Kimdi yabancı? Hiç görmediğiniz, tanımadığınız, adını, nasıl uyuduğunu, neler yediğini, neleri sevmediğini bilmediğiniz kişidir. Ama ben bu karşımda duran, başka bir adamın elini tutan, bana ise bir yabancıymışım gibi bakan kadının her zerresini biliyorum. Mesela buzlu kahveden nefret ettiğini, aslında hiçbir şeye alerjisi olmadığını, ama sevmediği şeyler için ısrar edilmesin diye ‘alerjim var’ diye yalan söylediğini, reçeli peynirsiz asla yemediğini, en sevdiği meyvenin çok değişik ama Frenk inciri olduğunu, uyurken çok üşüdüğü halde bir ayağını açıkta bıraktığını, her şeyini ama her şeyini ezbere biliyordum ve şuan yabancı gibi bana bakması, beni tanımıyor gibi davranması beni deli ediyordu.Kavgalarımız hep olurdu, çok olurdu, çünkü ikimiz de çok kıskançtık, ikimiz de inatçıydık, ama her seferinde barışırdık. Biz hiç ayrılmamıştık. Biz hiç böyle yabancı kalmamıştık. Kavgalı olduğumuz günlerde, o eşyalarının yüzde birini alır ve arkadaşına giderdi. Sabah sınıfta yüz yüze geldiğimiz an barışırdık işte hepsi bu kadardı. Karşılaştığımızda da öyle sanmam saçmaydı. Neredeyse altı yıl geçmişti, o evliydi ve bir bebeği vardı. Onun bir hayatı vardı, ben ise içine edilmiş bir geçmişten kalan enkazdım.

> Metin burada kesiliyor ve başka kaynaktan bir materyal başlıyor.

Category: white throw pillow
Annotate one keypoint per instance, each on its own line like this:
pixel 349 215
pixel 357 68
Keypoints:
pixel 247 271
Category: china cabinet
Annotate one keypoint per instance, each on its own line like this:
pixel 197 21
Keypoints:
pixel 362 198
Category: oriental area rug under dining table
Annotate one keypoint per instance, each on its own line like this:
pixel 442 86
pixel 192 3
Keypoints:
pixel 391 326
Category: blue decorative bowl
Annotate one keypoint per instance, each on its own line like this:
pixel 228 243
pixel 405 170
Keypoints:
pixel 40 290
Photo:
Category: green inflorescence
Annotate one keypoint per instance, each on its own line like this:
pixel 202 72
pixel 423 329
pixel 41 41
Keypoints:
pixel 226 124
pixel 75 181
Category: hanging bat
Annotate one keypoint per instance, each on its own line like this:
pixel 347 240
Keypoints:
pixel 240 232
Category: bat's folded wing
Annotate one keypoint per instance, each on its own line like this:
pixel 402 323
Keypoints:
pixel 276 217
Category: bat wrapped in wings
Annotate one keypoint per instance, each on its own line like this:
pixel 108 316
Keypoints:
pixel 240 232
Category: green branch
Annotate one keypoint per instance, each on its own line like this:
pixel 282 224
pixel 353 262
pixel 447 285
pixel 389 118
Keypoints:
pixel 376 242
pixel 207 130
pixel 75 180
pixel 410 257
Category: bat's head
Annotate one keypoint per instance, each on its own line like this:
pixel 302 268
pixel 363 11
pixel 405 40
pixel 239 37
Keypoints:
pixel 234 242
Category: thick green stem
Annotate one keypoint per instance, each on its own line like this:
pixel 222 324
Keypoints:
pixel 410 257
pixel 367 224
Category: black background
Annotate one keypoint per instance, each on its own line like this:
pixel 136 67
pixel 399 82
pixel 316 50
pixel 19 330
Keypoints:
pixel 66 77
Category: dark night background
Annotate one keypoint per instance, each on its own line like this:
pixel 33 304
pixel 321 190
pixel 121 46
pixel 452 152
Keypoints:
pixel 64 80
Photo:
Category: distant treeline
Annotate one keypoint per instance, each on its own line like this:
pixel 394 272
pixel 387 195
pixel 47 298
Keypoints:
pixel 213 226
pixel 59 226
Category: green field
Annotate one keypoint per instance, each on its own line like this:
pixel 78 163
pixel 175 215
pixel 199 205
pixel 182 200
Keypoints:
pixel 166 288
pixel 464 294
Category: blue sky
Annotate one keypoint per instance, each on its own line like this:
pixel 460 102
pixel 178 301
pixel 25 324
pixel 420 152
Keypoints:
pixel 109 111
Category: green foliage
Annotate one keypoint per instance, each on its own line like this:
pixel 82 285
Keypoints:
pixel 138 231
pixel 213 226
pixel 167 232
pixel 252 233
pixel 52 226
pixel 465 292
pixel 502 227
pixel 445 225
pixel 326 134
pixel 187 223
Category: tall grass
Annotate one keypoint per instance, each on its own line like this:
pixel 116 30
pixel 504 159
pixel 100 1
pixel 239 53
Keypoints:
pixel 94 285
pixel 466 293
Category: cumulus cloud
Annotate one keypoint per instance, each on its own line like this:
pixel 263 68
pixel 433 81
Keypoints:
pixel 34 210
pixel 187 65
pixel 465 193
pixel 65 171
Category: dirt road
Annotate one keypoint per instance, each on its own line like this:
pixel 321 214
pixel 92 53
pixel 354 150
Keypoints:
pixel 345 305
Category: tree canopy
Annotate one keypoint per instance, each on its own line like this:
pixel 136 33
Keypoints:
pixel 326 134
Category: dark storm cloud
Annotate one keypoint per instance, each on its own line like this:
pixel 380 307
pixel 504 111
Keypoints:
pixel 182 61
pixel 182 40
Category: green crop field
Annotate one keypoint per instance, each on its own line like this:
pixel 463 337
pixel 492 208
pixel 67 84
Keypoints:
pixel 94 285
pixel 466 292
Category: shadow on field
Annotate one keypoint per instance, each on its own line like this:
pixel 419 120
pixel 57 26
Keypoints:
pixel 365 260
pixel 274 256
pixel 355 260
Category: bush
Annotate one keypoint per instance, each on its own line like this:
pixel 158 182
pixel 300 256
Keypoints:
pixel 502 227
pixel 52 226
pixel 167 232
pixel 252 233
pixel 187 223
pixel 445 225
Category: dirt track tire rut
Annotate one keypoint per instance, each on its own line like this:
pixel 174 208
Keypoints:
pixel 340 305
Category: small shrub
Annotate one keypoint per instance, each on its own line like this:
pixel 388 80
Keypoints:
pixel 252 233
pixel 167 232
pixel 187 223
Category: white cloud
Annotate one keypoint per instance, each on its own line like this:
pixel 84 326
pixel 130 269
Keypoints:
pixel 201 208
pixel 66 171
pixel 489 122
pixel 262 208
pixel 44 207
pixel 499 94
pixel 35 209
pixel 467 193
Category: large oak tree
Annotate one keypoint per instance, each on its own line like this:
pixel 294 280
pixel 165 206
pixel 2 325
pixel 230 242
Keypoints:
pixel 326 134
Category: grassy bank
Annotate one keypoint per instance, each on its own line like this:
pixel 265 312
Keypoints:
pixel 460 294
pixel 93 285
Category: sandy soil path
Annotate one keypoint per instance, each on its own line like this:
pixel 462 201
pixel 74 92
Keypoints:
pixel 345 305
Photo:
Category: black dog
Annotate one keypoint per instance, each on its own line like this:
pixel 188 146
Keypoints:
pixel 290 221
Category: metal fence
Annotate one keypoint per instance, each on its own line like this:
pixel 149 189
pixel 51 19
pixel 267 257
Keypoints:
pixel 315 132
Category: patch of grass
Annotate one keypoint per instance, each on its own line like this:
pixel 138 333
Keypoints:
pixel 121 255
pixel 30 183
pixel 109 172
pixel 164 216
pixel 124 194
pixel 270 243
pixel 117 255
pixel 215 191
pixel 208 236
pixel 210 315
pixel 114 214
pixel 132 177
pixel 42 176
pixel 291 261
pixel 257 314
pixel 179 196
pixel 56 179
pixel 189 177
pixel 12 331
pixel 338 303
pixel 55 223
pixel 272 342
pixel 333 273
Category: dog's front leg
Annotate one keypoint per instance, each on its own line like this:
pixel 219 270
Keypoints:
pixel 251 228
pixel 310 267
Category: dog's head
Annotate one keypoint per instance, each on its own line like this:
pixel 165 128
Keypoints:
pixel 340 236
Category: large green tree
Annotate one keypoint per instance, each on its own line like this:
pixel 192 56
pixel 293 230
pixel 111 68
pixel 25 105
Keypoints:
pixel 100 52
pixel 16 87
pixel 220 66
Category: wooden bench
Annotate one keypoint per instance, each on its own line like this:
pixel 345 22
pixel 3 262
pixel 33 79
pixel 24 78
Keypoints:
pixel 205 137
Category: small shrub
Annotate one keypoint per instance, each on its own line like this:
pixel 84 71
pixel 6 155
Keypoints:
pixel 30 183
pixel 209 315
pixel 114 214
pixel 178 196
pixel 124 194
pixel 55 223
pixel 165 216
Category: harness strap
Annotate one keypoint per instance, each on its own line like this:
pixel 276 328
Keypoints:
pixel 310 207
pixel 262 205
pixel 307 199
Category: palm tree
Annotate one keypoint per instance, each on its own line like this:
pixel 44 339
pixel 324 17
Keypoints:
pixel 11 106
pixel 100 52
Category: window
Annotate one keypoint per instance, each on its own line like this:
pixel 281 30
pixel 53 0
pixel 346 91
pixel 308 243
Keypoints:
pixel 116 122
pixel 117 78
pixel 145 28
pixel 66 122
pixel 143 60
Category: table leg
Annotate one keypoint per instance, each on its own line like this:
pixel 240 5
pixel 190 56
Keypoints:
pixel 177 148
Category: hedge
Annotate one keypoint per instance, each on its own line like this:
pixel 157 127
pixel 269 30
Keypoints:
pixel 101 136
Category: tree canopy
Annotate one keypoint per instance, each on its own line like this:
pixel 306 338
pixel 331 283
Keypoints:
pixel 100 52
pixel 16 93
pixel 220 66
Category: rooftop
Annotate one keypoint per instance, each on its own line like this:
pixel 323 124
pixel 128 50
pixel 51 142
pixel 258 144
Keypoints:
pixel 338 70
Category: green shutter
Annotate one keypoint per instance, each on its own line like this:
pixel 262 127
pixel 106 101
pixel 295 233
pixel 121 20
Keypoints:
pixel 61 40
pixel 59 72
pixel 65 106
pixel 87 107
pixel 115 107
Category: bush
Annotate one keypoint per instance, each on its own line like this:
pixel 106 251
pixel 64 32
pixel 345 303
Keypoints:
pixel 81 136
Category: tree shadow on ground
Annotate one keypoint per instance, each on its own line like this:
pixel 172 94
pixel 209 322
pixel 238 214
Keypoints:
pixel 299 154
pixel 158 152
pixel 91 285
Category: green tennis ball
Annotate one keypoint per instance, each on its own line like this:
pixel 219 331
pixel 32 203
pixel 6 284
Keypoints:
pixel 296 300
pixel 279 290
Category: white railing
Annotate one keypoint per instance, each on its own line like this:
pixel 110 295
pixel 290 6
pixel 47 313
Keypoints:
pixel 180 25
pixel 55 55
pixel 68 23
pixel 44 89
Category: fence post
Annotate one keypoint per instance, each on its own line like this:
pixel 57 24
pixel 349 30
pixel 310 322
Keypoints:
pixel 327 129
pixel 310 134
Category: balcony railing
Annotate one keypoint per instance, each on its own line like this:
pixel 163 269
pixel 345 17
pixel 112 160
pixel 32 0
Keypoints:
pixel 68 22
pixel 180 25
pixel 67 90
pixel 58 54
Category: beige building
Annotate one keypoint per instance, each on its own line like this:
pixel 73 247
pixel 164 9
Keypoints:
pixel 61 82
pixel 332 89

Evet, her şeyi onun için yapmıştım. Dedim ya ben onu ondan iyi tanıyordum. O beni bir yabancı olarak görebilirdi, ama o benim için bir yabancı değildi ve ben onun ‘mutlu halleri’ni de adım gibi biliyordum. Oyun oynuyordu ve ben bu oyunu bozacaktım, o beklemese de ben geri dönmüştüm!*
“Merhaba demeyecek misin Alin Cansu?”
Kadın durdu ve sinirle adama döndü, “Demeyeceğim! Ve bana da bakmayı kes!”
“Keseyim mi?” güldü, daha çok alay barındıran bir gülümsemeydi. Yanına yaklaştı, fazlasıyla yakındı, “Kocanın elini bir saniye bile bırakmıyorsun, bunu o ortamda seni tedirgin eden bir şey ya da birileri olduğu zamanlarda yapardın ama şuanda bana ‘mutluluk oyunu’ oynamak için yaptığın o kadar belli ki...” baş parmağı ile dudağını kaşıdı, “Ve Alin Cansu ben bu oyunu bozmaya gelen o yaramaz çocuğum.”“Emre! Git kliplerini, fotoğraf çekimlerini yapacak başka bir şirket bul kendine! Benim çalıştığım şirketten de uzak dur!”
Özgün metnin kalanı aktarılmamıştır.